Preparando un reportaje histórico me tropiezo con un personaje que parece escapado de una película de Berlanga, de esas donde la tragedia se disfraza de costumbre y la risa se cuela por las rendijas del espanto. Un artista involuntario, un virtuoso de lo macabro: el funcionario del garrote.
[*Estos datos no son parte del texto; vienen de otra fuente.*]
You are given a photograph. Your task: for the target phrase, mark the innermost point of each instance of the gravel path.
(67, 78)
En la España del XIX, la burocracia no solo tramitaba papeles: también ajusticiaba. El burgalés Gregorio Mayoral Sendino convirtió la pena de muerte en un trámite administrativo, casi doméstico, como quien sella un formulario o archiva un expediente. Su gran día —si es que un verdugo puede tener uno— fue el 20 de agosto de 1897. Ejecutó al anarquista Michele Angiolillo, asesino de Cánovas del Castillo. Subió los doce peldaños del cadalso con la serenidad de quien acude a una ventanilla. Giró la manivela. Dos segundos. Paño negro. Caso cerrado. La muerte como un sello de caucho estampado sobre la historia.
El empleo más estable
Nació pobre. Pastor, zapatero, albañil. Oficios que dejan las manos ásperas y el alma en silencio. Hasta que un abogado le ofreció un puesto del Estado: 1.750 pesetas al año. La madre lloró, quizá porque intuía que aquel sueldo llevaba un precio que no se pagaba con monedas. Él firmó. “Cumplir órdenes”, repetía. Y cumplió. La estabilidad laboral, aunque fuera a costa de gargantas ajenas, era un tesoro en un país donde la miseria mordía más fuerte que la moral.
El mecánico del garrote
No se conformó con el aparato oficial. Lo mejoró, como quien afina un instrumento. “No hace ni un pellizco ni un rasguño”, presumía. Tres cuartos de vuelta y asunto resuelto. Llevaba sus herramientas en una maleta que llamaba “la guitarra”. España podía dormir tranquila: morir era rápido y casi indoloro. Innovación aplicada al cuello. Y él, orgulloso, como un luthier de la muerte que ajusta tornillos para que la última nota suene limpia.
El abuelo del gremio
Cuarenta años de oficio. Sesenta gargantas. El crimen del Expreso de Andalucía incluido. Sus colegas lo admiraban. Lo llamaban “el abuelo”. Él dormía como un lirón, quizá porque la conciencia, cuando se acostumbra, se vuelve un animal manso. Solo soñó una vez que otro manejaba el aparato. “Creí que me habían dejado cesante”, dijo. El drama del funcionario español: perder la plaza fija incluso en el infierno.
El final del verdugo
Viudo, pobre, al cuidado de su nieta Paquita. Las mismas manos que apretaron cuellos la peinaban para ir a la escuela. Hay ternuras que brotan en los lugares más improbables, como flores en un solar abandonado. Murió en 1928, con 65 años y la conciencia en paz. Porque, claro, si uno cumple órdenes, ¿qué remordimiento puede tener? O eso quiso creer hasta el último aliento.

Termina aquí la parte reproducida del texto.